Closed bockjoo closed 2 weeks ago
@bockjoo I thought you described this as an uproot problem in the slack where you saw something was deserializing incorrectly when using https.
I'll note that I've been seeing this with the occasional file opened via xrootd.
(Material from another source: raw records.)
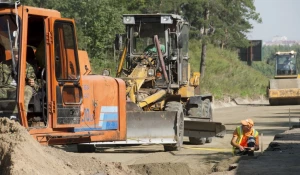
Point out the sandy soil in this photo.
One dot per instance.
(20, 154)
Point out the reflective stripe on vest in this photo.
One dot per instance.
(240, 134)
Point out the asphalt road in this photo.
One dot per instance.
(200, 159)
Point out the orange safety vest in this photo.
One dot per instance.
(241, 134)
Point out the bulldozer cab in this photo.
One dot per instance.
(171, 32)
(286, 64)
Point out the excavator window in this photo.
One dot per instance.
(66, 63)
(142, 36)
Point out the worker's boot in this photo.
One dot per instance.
(251, 145)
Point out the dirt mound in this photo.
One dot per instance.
(161, 168)
(21, 154)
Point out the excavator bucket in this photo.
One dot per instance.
(197, 128)
(151, 127)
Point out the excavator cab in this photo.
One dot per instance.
(65, 107)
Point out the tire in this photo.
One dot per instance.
(208, 140)
(86, 148)
(179, 129)
(197, 141)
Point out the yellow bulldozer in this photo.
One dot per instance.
(154, 63)
(284, 89)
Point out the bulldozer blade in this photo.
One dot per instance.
(203, 128)
(152, 126)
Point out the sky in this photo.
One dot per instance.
(279, 18)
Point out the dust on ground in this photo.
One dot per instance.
(20, 154)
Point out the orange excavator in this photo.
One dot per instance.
(72, 105)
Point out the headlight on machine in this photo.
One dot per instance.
(166, 20)
(150, 72)
(128, 20)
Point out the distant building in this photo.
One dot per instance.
(280, 40)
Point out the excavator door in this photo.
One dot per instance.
(66, 88)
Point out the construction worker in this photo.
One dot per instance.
(245, 138)
(288, 65)
(8, 83)
(152, 48)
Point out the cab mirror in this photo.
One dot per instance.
(118, 42)
(106, 72)
(181, 39)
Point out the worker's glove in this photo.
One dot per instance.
(241, 148)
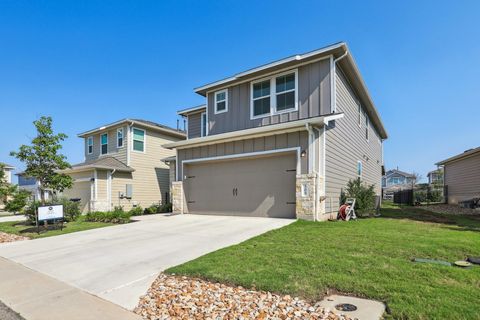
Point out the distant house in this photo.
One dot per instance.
(123, 166)
(31, 185)
(435, 177)
(8, 169)
(395, 180)
(462, 176)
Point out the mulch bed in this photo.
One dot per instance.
(7, 237)
(450, 209)
(176, 297)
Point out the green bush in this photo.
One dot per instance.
(108, 217)
(136, 211)
(363, 193)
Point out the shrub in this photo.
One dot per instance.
(135, 211)
(108, 217)
(363, 193)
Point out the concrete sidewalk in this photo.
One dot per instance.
(36, 296)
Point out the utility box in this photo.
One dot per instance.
(129, 191)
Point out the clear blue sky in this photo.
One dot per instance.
(87, 63)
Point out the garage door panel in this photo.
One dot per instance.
(249, 187)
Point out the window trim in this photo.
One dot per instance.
(103, 144)
(215, 100)
(123, 137)
(203, 123)
(88, 145)
(273, 95)
(144, 140)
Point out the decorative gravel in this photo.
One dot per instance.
(450, 209)
(7, 237)
(175, 297)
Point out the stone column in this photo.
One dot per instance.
(177, 197)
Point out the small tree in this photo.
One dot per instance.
(43, 160)
(6, 189)
(363, 193)
(18, 202)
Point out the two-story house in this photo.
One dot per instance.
(122, 166)
(395, 180)
(280, 140)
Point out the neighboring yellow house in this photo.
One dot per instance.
(123, 166)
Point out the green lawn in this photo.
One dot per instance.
(366, 258)
(21, 229)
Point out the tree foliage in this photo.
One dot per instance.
(43, 159)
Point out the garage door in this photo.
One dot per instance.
(263, 186)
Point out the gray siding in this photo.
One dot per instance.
(313, 100)
(194, 125)
(346, 144)
(463, 178)
(280, 141)
(113, 151)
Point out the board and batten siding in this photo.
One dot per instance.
(463, 178)
(273, 142)
(346, 144)
(113, 151)
(151, 181)
(194, 125)
(313, 100)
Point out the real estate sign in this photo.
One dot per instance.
(50, 212)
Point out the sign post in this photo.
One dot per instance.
(52, 212)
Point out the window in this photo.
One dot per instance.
(367, 126)
(261, 98)
(104, 143)
(119, 137)
(285, 95)
(138, 140)
(221, 101)
(359, 168)
(274, 95)
(204, 124)
(90, 145)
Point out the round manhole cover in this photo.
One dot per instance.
(346, 307)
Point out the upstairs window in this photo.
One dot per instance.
(90, 145)
(119, 137)
(138, 140)
(261, 98)
(285, 92)
(221, 101)
(274, 95)
(104, 143)
(204, 124)
(367, 126)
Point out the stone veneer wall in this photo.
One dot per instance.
(177, 196)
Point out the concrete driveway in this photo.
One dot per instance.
(119, 263)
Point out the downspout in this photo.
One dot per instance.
(311, 168)
(333, 92)
(129, 141)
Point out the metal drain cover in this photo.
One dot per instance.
(346, 307)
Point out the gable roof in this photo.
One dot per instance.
(108, 163)
(7, 166)
(152, 125)
(466, 153)
(402, 173)
(348, 66)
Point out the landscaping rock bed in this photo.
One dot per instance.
(175, 297)
(450, 209)
(7, 237)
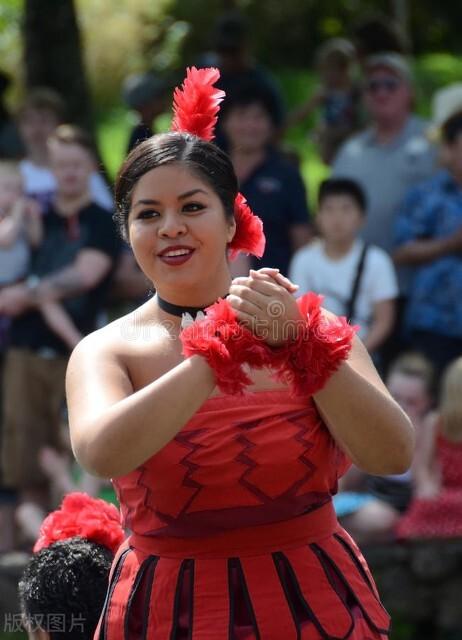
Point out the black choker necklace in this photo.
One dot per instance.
(176, 309)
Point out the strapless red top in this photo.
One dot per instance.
(234, 534)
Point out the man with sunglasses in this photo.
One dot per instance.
(393, 154)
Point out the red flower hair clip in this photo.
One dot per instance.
(83, 516)
(195, 110)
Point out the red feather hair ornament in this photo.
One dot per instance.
(83, 516)
(196, 104)
(195, 110)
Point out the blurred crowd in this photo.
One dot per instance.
(383, 247)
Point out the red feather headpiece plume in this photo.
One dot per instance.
(83, 516)
(195, 108)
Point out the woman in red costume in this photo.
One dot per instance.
(225, 437)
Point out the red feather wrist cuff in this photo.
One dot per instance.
(307, 362)
(304, 363)
(226, 345)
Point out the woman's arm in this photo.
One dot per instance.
(383, 319)
(355, 404)
(363, 417)
(114, 429)
(426, 477)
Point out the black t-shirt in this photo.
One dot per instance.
(276, 193)
(63, 239)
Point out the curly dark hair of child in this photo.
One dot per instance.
(63, 588)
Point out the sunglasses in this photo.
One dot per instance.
(389, 85)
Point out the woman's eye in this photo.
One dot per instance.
(148, 213)
(193, 207)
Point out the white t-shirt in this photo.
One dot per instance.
(314, 271)
(40, 184)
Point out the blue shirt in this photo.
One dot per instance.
(433, 210)
(276, 193)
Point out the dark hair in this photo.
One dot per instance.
(43, 99)
(376, 33)
(248, 94)
(230, 33)
(452, 128)
(64, 586)
(342, 187)
(202, 158)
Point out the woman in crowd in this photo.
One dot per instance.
(225, 436)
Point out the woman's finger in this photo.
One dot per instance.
(241, 304)
(276, 276)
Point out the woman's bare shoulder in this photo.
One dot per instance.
(126, 337)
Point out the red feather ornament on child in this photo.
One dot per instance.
(83, 516)
(195, 110)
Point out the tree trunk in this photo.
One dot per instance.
(53, 57)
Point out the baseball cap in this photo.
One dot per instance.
(390, 60)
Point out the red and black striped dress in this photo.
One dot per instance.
(234, 535)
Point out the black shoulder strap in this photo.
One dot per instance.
(350, 307)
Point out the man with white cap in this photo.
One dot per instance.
(429, 236)
(391, 155)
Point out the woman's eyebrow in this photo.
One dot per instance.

One specific example: the /DoubleMuon/Run2016F*NanoAODv9-v1/NANOAOD file (there's just one, about 2.1GB, which I'm still investigating because it seems to open fine in uproot from wisconsin, but whichever is being picked up by the datadiscoverycli with round-robin replica choice is triggering this error... and also the first option is the T1_US_FNAL disks which are under maintenance today)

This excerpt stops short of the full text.